Churi relaxed visibly. “Yes, sir. I think it’s because Rafe
has helped me a lot, particularly when we’re in the web.”
Rafe had plenty of time to spare in the web, Joshim thought
unhappily as Churi left, time he would not have if he were allowed to take the
key-position again. That decision would have to be reviewed soon, before Rafe’s
brevet promotion was made substantive; no ship could have a First — or any
senior — barred from the key-position. And without any new evidence, Joshim did
not know how he could reverse his decision.
It did not help that Rafe would not discuss the matter. He
had referred to it once — obliquely — since Joshim had imposed the restriction,
when he asked for permission to fit some training sessions into their shared
web-shift, the training sessions which had helped Churi so much. The irony was
that it took a high degree of web-skill to combine the number two position in
the web with a teaching role without disturbing the work of the active team. By
giving permission, Joshim was showing a rare level of confidence in Rafe, and
deflecting questions from the rest of the web-room about the restriction placed
upon him. Which was probably one reason why Rafe had suggested it.

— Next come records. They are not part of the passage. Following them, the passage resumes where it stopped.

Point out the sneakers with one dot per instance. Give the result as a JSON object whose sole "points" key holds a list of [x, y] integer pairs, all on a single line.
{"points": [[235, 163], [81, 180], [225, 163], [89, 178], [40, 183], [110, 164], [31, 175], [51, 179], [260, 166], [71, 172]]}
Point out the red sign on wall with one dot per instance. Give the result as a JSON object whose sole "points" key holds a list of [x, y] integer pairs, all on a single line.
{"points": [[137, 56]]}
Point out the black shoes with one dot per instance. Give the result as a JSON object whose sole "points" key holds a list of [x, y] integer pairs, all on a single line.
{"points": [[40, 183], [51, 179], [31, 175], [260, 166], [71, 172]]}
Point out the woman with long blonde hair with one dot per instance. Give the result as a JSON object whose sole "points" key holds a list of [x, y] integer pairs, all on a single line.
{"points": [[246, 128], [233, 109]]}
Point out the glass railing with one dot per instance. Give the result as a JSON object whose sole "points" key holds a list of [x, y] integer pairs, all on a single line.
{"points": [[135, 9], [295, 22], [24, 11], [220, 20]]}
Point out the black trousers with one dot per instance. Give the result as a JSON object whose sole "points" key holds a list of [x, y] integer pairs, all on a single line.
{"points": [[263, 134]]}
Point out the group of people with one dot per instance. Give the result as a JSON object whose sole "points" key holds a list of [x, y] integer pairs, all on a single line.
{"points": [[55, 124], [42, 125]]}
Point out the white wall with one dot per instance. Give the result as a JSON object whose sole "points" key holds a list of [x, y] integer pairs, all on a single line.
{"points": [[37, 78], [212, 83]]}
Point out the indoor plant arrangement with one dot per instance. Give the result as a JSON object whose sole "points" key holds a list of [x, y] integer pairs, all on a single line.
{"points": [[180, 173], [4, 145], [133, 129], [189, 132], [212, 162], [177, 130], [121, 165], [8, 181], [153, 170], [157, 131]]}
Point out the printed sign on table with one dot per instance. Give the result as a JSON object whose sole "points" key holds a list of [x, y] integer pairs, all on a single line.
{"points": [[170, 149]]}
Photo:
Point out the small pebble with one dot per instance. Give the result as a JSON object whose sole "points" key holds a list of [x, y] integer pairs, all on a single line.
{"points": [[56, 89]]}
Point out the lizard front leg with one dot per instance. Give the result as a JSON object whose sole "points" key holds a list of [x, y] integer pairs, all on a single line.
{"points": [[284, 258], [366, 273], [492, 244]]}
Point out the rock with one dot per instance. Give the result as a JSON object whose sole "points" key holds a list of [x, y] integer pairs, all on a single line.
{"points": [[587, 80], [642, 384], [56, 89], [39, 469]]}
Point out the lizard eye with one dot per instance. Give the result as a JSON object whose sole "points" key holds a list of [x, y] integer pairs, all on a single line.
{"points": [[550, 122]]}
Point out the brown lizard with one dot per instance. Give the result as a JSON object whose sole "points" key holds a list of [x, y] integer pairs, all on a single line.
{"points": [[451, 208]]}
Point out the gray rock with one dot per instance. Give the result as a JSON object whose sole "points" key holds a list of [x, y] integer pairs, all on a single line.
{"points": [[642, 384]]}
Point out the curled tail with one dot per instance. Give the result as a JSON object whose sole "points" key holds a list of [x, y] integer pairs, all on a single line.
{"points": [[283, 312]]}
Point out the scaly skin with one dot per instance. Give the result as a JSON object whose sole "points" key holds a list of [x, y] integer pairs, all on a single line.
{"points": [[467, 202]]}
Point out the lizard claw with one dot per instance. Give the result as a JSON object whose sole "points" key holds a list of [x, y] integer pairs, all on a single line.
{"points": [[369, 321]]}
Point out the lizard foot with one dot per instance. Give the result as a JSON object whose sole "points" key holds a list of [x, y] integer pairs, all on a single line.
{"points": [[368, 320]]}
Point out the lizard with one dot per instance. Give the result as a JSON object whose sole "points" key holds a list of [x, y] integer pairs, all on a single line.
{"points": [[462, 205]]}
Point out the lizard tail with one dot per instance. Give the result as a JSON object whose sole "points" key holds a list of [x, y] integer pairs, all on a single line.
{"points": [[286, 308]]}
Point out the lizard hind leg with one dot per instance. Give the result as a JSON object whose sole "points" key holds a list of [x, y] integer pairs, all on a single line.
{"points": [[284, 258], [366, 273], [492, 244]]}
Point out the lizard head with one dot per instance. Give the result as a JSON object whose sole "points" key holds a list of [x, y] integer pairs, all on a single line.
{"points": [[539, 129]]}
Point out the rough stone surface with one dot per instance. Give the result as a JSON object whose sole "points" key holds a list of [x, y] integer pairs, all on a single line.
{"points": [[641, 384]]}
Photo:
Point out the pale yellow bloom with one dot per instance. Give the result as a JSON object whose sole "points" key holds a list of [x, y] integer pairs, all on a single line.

Salu’i’kamai would never have had this problem, Joshim
thought ruefully. She would have followed her gut feeling, certain that it was
the voice of her Goddess prompting her; no conflicts for her between duty and
desire. A direct link to a deity was an advantage best appreciated when it had
been lost; prayers, to which the answers were unclear or unrecognized, were a
poor substitute which so far had produced no solution to Joshim’s dilemma. Or
if they had, it was not the solution that Joshim hoped for and so he had not
seen it. That was another problem with prayers: it was permissible to pray for
what you wanted, but what you got was what the gods wanted, and there was no
guarantee that the two would coincide. And if the gods had no interest in your
problem, you got nothing, not even an indication that it was yours alone to
deal with.
The door alert sounded, reminding Joshim of another problem,
one which had been wished on him by the assignment clerks and — as far as he
knew — not by any higher authority. Elanis was punctual to the second, not out
of simple good manners but from his policy of investing the exact minimum of
effort necessary to escape criticism from his seniors. He had been given ample
time to realize that it was not an approach that would be tolerated aboard
Bhattya
; he had failed to change it, so
now he was due for a warning. Unless he produced an acceptable explanation,
Joshim reminded himself scrupulously.